Discurso durante a Sessão Não Deliberativa, no Senado Federal

Homenagem ao Dr. Manoel Francisco do Nascimento Brito, ex-Diretor-Presidente do Jornal do Brasil, falecido em 8 de fevereiro de 2003.

Autor
Arthur Virgílio (PSDB - Partido da Social Democracia Brasileira/AM)
Nome completo: Arthur Virgílio do Carmo Ribeiro Neto
Casa
Senado Federal
Tipo
Discurso
Resumo por assunto
HOMENAGEM.:
  • Homenagem ao Dr. Manoel Francisco do Nascimento Brito, ex-Diretor-Presidente do Jornal do Brasil, falecido em 8 de fevereiro de 2003.
Publicação
Publicação no DSF de 19/02/2004 - Página 4766
Assunto
Outros > HOMENAGEM.
Indexação
  • HOMENAGEM, ANIVERSARIO DE MORTE, MANOEL FRANCISCO DO NASCIMENTO BRITO, JORNALISTA, EX-DIRETOR, JORNAL, JORNAL DO BRASIL, ESTADO DO RIO DE JANEIRO (RJ), ELOGIO, ATUAÇÃO, IMPRENSA, DEFESA, DEMOCRACIA.

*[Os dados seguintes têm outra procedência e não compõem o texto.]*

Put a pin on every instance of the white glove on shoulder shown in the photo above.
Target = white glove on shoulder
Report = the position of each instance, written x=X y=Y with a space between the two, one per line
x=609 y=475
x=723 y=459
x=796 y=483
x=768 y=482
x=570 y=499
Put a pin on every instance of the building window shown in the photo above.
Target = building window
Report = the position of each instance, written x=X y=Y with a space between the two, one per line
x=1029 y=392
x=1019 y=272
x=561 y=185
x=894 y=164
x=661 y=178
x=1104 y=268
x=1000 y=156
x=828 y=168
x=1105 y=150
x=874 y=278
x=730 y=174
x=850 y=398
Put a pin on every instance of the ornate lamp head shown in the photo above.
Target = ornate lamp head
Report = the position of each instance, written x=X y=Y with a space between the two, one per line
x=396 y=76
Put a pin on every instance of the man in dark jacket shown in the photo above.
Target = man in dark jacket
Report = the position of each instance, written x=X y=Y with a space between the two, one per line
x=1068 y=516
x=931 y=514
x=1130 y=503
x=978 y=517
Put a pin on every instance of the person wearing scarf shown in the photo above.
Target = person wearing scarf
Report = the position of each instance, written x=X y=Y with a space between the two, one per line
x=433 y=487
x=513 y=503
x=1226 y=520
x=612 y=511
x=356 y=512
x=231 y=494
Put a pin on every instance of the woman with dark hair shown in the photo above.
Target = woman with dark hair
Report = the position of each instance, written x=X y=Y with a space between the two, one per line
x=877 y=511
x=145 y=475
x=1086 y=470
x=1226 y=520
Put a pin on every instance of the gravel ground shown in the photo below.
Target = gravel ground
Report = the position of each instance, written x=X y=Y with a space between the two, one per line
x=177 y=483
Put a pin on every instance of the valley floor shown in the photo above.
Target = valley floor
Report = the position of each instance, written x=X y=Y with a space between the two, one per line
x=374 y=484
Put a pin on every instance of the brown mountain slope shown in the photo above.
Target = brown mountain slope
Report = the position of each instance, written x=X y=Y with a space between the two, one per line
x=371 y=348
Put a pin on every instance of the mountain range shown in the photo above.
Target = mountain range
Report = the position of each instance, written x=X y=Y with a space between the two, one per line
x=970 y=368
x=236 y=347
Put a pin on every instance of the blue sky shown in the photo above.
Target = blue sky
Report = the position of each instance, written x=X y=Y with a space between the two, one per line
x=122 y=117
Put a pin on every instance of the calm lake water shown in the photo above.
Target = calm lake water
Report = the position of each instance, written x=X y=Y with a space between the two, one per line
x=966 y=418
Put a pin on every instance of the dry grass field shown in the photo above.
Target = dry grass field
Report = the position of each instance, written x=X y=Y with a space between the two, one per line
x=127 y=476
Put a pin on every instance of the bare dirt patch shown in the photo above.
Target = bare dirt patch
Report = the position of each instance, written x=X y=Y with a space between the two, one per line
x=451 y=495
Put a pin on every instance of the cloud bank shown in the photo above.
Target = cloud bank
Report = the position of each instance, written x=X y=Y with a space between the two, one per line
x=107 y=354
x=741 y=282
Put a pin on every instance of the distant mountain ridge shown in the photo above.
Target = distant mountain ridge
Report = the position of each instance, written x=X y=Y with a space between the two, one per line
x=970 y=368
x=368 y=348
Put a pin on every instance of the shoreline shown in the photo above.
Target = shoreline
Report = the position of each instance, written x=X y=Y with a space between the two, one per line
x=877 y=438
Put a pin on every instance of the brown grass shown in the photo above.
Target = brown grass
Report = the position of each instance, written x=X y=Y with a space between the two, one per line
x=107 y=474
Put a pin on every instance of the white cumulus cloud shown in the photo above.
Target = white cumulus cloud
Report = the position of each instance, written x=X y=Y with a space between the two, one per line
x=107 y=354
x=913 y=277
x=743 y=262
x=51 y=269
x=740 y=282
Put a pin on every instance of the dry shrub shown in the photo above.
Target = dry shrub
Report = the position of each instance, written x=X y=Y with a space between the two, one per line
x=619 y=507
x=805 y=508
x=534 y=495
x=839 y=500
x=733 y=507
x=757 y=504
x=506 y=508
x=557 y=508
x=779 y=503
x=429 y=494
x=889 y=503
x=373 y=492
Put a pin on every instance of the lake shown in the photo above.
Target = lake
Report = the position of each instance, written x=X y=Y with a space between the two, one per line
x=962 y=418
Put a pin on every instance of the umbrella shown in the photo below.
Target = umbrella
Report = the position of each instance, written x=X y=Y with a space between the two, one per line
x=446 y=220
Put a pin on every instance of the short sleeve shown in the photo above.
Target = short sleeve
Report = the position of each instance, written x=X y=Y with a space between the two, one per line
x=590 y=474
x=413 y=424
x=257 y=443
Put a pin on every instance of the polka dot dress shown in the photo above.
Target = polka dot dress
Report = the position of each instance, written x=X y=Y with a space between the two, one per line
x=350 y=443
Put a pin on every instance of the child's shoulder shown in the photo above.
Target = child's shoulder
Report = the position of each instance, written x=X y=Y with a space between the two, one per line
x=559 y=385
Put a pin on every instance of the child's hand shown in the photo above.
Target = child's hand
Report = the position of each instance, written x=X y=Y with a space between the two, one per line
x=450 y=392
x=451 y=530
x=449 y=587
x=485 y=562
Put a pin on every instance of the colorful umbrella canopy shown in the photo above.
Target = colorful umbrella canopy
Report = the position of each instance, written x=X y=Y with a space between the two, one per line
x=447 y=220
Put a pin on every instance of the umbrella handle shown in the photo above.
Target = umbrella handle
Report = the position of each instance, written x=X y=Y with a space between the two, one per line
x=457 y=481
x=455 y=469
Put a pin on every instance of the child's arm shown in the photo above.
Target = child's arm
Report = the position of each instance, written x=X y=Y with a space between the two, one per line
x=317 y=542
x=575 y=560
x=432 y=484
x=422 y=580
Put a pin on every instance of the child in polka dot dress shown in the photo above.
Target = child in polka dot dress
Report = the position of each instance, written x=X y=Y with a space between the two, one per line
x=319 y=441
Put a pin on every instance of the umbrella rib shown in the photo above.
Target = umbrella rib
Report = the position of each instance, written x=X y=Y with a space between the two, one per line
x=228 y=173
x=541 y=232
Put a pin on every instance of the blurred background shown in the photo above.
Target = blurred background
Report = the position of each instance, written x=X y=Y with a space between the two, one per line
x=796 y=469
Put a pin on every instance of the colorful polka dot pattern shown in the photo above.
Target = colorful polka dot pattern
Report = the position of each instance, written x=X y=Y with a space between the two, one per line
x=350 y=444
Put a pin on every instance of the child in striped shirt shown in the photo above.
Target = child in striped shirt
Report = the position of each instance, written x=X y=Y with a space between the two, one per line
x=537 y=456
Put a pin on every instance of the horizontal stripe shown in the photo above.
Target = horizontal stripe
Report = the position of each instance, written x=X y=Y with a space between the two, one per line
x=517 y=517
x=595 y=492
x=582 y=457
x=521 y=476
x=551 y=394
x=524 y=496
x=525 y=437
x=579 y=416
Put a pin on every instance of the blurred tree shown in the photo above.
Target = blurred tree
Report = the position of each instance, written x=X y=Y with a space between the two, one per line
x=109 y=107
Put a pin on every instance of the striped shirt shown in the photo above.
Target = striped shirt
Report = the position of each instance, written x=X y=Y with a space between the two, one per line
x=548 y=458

O SR. ARTHUR VIRGÍLIO (PSDB - AM. Pronuncia o seguinte discurso. Sem revisão do orador) - Sr. Presidente, Srªs e Srs. Senadores, meu prezado José Antônio, Manoel Francisco, demais membros dessa família tão ilustre, ouvi o discurso correto e, como sempre, competente, claro, clarividente do Senador Tasso Jereissati e punha-me a tentar extrair o que tivessem sido, talvez, os dois méritos mais marcantes, e seguramente, não são os dois únicos méritos, na vida pública e profissional de Nascimento Brito.

Sem dúvida nenhuma, tendo sido ele um jornalista do tipo que mistura o sangue natural com tinta nas veias, tendo trabalhado até em outros jornais -Tribuna da Imprensa, Diário de Minas -, Nascimento Brito foi o grande modernizador, o grande reformulador, o grande reformador, o grande adequador do Jornal do Brasil aos tempos que viriam e que exigiam a fisionomia nova no jornal que seus leitores de tão exigentes querem sempre com pé no passado. É o meu caso, por exemplo. Eu leio o Jornal do Brasil de maneira viciada: vejo a manchete, passo para coluna da Dora Kramer, depois vejo a política, vou para o Informe e deixo o esporte para o final, já por uma questão de deleite pessoal. Encerro com o esporte, sabendo que é um hábito que se arraigou na minha família por muitos anos e por todos esses anos. Aceito, então, qualquer reformulação gráfica no Jornal do Brasil, mas sempre quero que ele se pareça com o seu primeiro número, e Nascimento Brito soube fazer isso muito bem.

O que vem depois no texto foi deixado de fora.